Obispo Castro Castro: La Iglesia, un «hospital de misericordia» para sanar las heridas del mundo

En un llamado urgente a la compasión en tiempos de crisis, Ramón Castro Castro, obispo de Cuernavaca y presidente de la Conferencia Episcopal Mexicana (CEM), presentó el capítulo 18 de su serie de catequesis “Venga a nosotros tu reino”, titulado Reino de Sanación. En esta reflexión, predicada recientemente y disponible en video, el prelado pinta a Jesús como el «médico divino» que transforma la Iglesia en un refugio para los heridos del alma y el cuerpo, invitando a los fieles a asumir el rol de «enfermeros» en un mundo saturado de violencia y desprecio por la dignidad humana.

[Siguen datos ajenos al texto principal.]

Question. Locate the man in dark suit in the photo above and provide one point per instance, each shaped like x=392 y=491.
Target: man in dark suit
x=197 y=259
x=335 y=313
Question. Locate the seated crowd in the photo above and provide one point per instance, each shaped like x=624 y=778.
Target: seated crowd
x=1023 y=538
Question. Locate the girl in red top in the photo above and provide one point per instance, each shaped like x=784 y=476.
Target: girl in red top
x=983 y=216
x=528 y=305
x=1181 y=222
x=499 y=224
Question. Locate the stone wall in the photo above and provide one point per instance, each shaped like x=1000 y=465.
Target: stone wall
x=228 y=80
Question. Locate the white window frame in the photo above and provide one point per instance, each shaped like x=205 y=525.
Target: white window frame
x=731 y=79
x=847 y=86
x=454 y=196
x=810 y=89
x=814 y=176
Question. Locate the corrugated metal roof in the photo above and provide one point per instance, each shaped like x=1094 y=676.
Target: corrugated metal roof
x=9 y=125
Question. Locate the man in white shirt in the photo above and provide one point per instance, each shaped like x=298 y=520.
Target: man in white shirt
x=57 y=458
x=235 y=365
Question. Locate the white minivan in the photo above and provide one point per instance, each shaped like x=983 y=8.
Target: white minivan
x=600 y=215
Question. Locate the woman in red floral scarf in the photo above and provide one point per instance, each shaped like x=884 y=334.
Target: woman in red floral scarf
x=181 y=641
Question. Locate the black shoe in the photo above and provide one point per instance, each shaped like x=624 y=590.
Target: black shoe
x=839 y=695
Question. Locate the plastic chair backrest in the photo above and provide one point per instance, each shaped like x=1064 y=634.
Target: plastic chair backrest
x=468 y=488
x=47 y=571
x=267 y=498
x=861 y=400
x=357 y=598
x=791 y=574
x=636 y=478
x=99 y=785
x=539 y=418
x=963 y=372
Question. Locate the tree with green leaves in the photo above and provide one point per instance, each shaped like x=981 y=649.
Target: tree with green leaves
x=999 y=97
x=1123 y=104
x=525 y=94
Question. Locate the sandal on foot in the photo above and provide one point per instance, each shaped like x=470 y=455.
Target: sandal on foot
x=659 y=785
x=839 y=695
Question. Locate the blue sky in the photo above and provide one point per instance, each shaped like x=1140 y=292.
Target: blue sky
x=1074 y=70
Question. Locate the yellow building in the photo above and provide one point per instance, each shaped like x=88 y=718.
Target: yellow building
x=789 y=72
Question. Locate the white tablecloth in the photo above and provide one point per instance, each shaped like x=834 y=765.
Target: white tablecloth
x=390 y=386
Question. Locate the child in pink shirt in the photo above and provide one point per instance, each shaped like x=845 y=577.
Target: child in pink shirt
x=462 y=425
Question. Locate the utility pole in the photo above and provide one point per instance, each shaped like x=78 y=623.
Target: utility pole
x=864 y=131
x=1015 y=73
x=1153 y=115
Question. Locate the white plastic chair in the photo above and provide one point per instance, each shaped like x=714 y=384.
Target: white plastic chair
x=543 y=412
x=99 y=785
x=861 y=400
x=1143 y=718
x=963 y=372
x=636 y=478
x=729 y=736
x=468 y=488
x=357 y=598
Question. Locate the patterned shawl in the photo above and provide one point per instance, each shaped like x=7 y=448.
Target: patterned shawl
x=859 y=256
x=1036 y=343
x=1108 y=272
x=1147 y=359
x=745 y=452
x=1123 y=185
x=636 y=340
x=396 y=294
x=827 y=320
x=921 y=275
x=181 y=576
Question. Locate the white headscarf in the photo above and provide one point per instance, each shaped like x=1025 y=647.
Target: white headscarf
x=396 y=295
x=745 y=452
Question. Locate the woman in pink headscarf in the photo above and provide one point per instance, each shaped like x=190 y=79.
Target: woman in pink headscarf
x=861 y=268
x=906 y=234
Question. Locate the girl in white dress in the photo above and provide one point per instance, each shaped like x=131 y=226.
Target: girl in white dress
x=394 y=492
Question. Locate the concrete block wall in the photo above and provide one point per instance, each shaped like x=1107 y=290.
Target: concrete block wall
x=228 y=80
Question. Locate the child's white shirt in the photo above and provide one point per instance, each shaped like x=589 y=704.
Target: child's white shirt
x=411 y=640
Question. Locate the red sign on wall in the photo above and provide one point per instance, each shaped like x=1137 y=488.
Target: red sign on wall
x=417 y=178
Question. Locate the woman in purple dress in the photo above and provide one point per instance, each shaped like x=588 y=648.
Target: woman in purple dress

La catequesis, que evoca imágenes poéticas y bíblicas, se centra en la figura de Cristo como sanador supremo, un tema que el obispo ilustra con referencias clásicas y evangélicas. «Jesús es el médico y el mundo entero es su hospital», afirma Castro Castro, recordando las palabras del Evangelio: «Los sanos no tienen necesidad de médico, sino los enfermos. No he venido a llamar a los justos, sino a los pecadores». En un tono pastoral y accesible, el obispo subraya que todos, sin excepción, somos pacientes en necesidad de la «medicina de Cristo», ese «agua viva» que solo Él puede ofrecer.

Castro Castro, extiende la metáfora del Buen Samaritano para describir el ministerio de Jesús. «Él deja las 99 ovejas y se va al encuentro de la que ha quedado atrás», explica, evocando al Señor que venda las heridas del caído al borde del camino y lo lleva al «hostal» –la Iglesia misma–. No se trata de templos de piedra, aclara el prelado citando a San Pablo, sino del «cuerpo místico» de Cristo, donde los creyentes son simultáneamente «enfermos y enfermeros».

En su ensayo ¿Por qué permanezco en la Iglesia?, el entonces joven teólogo Joseph Ratzinger, Benedicto XVI, inspira esta dualidad, que Castro Castro adopta para animar a los católicos: «Los cristianos pertenecemos a la Iglesia porque creemos que detrás de nuestra Iglesia brilla e irradia su Iglesia, la Iglesia de Cristo Médico que cura y renueva». La Iglesia, compara el obispo, es como la luna que refleja la luz del sol: no tiene brillo propio, pero transmite la «luz de toda verdad, de todo amor» divina. Es la Eucaristía, «medicina divina», la que vivifica este cuerpo y lo convierte en «sacramento de salvación».

El mensaje resuena con particular fuerza en el contexto mexicano actual. «Inmersos en un tiempo de profunda crisis, saturado de violencia y desprecio por la excesiva dignidad de cada uno de los hijos e hijas de Dios», la Iglesia debe erigirse como un «hospital de misericordia», con brazos abiertos para recibir al herido. Castro Castro enfatiza que el cuidado no comienza con juicios: «Un hospital no es sitio donde se ataque al enfermo por haber cometido errores que lo llevaron a la enfermedad». Primero, se detiene la hemorragia, se alimenta y se descansa al paciente; solo después se educa para prevenir recaídas.

«Nuestra tarea primordial es menos juzgar la enfermedad que combatirla cuidando al enfermo con caridad y sencillez de corazón», insta el obispo, recordando que la verdadera sanación es un don del Espíritu Santo, no un mérito humano. En un giro personal, advierte: «Si bien un día Dios nos pide cuidar al enfermo, otro día seremos nosotros los enfermos que ingresen al Hospital de la Misericordia».

La catequesis, parte de una serie que invita a orar por la llegada del Reino de Dios, culmina con la invocación evangélica: «Venga a nosotros tu reino». El video de la prédica, accesible en plataformas digitales, ha sido recibido con entusiasmo por comunidades parroquiales y movimientos laicales, que ven en estas palabras un mapa para la acción pastoral en tiempos turbulentos.

En la serie de catequesis “Venga a nosotros tu reino”, no solo se predica, se invita a vivir: a ser yugo fácil y carga ligera en un mundo de «salteadores y bandidos». Para los heridos de México y más allá, el obispo ofrece una promesa: Jesús, el Médico, siempre vuelve al hostal para pagar la cuenta completa.

Venga a Nosotros Tu Reino, con 18 capítulos publicados, está dedicada al centenario de la encíclica Quas Primas de Pío XI del 11 de diciembre de 1925. Este documento instituyó la fiesta de Cristo Rey y buscó reafirmar su reinado social frente al laicismo, considerando que el alejamiento de Jesucristo y su ley es la causa de los problemas modernos.